Os cientistas afirmam que essas partículas liberadas nas queimadas podem estar tendo um efeito que é o dobro do imaginado em estimativas anteriores.  Eles dizem que a fuligem perde apenas para o dióxido de carbono como o mais importante agente causador de aquecimento no planeta”.

Especialista explica as alternativas para reduzir os danos

Evandro da Silva explica que o uso do fogo é tradicional no campo e que a maior parte das queimadas tem origem antrópica (ação humana). Ele explica que é comum no Mato Grosso o uso controlado do fogo para produzir uma espécie de área de isolamento contra queimadas naturais – mas que mesmo agricultores experientes tem dificuldade em controlar o fogo quando o período de seca é tão intenso quanto agora.

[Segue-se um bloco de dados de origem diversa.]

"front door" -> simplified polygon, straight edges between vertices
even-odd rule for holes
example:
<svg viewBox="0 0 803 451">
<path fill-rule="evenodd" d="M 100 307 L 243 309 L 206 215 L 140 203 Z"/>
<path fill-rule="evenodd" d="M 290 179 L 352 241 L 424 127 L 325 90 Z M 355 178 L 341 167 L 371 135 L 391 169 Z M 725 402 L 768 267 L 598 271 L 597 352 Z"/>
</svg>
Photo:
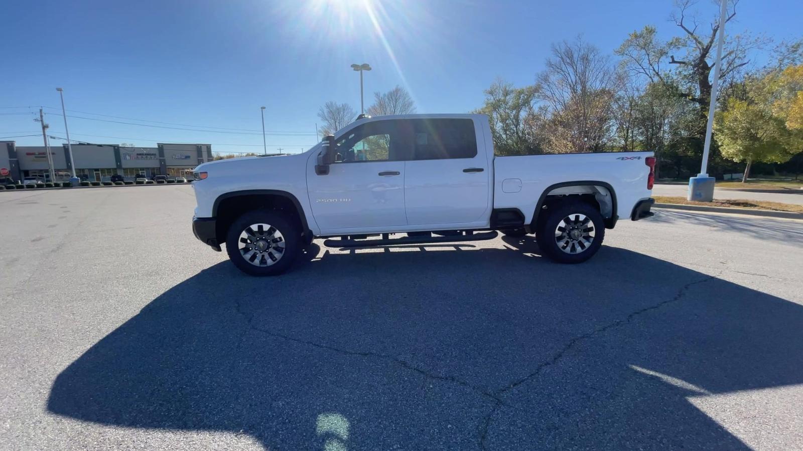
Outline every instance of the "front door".
<svg viewBox="0 0 803 451">
<path fill-rule="evenodd" d="M 307 185 L 315 221 L 323 234 L 406 226 L 402 136 L 392 120 L 369 122 L 336 139 L 329 173 L 308 165 Z"/>
</svg>

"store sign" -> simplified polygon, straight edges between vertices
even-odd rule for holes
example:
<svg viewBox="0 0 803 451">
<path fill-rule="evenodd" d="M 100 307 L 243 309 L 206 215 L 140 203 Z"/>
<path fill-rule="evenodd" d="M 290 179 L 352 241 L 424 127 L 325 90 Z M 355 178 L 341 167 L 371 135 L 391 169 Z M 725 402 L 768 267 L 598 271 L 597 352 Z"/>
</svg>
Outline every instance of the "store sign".
<svg viewBox="0 0 803 451">
<path fill-rule="evenodd" d="M 26 152 L 25 154 L 28 156 L 33 156 L 34 160 L 45 160 L 47 158 L 47 152 Z M 51 152 L 51 155 L 55 155 L 55 152 Z"/>
<path fill-rule="evenodd" d="M 150 152 L 126 152 L 120 154 L 123 160 L 157 160 L 159 156 Z"/>
</svg>

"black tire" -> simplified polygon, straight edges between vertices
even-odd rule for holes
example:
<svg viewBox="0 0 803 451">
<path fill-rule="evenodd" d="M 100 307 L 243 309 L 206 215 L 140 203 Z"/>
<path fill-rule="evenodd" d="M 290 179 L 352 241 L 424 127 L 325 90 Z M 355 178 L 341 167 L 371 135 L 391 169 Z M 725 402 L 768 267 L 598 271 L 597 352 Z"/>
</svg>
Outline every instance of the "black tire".
<svg viewBox="0 0 803 451">
<path fill-rule="evenodd" d="M 231 262 L 247 274 L 280 274 L 290 268 L 300 252 L 300 233 L 292 224 L 286 214 L 279 211 L 258 209 L 246 213 L 229 227 L 226 235 L 226 253 L 229 254 Z M 251 229 L 255 225 L 268 227 Z M 251 232 L 247 231 L 249 229 Z M 271 233 L 271 229 L 275 229 L 275 231 Z M 241 250 L 239 246 L 243 235 L 248 237 L 248 242 L 243 243 L 245 250 Z M 275 242 L 276 239 L 280 241 Z M 283 243 L 283 248 L 281 247 Z M 260 246 L 265 247 L 263 249 Z M 275 262 L 271 262 L 273 258 L 276 258 Z"/>
<path fill-rule="evenodd" d="M 524 229 L 507 229 L 505 230 L 499 230 L 502 234 L 506 237 L 513 237 L 516 238 L 520 238 L 527 234 L 527 230 Z"/>
<path fill-rule="evenodd" d="M 593 257 L 602 246 L 605 222 L 593 206 L 571 201 L 556 204 L 542 214 L 547 217 L 540 221 L 536 240 L 541 253 L 551 260 L 559 263 L 581 263 Z M 568 221 L 565 221 L 567 219 Z M 563 227 L 561 221 L 568 226 Z M 560 237 L 556 234 L 561 232 L 558 227 L 563 229 Z"/>
</svg>

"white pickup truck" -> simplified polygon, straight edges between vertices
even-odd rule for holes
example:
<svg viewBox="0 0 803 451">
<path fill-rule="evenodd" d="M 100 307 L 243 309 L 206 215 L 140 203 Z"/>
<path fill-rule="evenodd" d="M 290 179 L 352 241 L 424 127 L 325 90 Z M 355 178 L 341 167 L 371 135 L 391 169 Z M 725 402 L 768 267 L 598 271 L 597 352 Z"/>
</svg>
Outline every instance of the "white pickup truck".
<svg viewBox="0 0 803 451">
<path fill-rule="evenodd" d="M 484 115 L 365 117 L 301 154 L 199 165 L 193 231 L 253 275 L 285 271 L 314 238 L 362 247 L 497 230 L 577 263 L 618 219 L 652 214 L 654 164 L 650 152 L 495 156 Z"/>
</svg>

O conselheiro afirma que, embora existam produtos químicos que impedem que o fogo se alastre na mata – ou mesmo que ela entre em combustão -, a quantidade a ser aplicada teria de ser muito grande, inviabilizando economicamente a operação. Outro problema enfrentado seria o impacto do produto antifogo sobre a própria natureza: uma vez lançado no campo, esse material ficaria depositado no solo e chegaria a nascentes e córregos.

“A melhor medida seria evitar essa prática de usar o fogo, mesmo que de forma controlada. Mas temos que seguir com as pesquisas científicas, em busca de uma solução que contemple essas dificuldades e limitações”, afirma Evandro da Silva.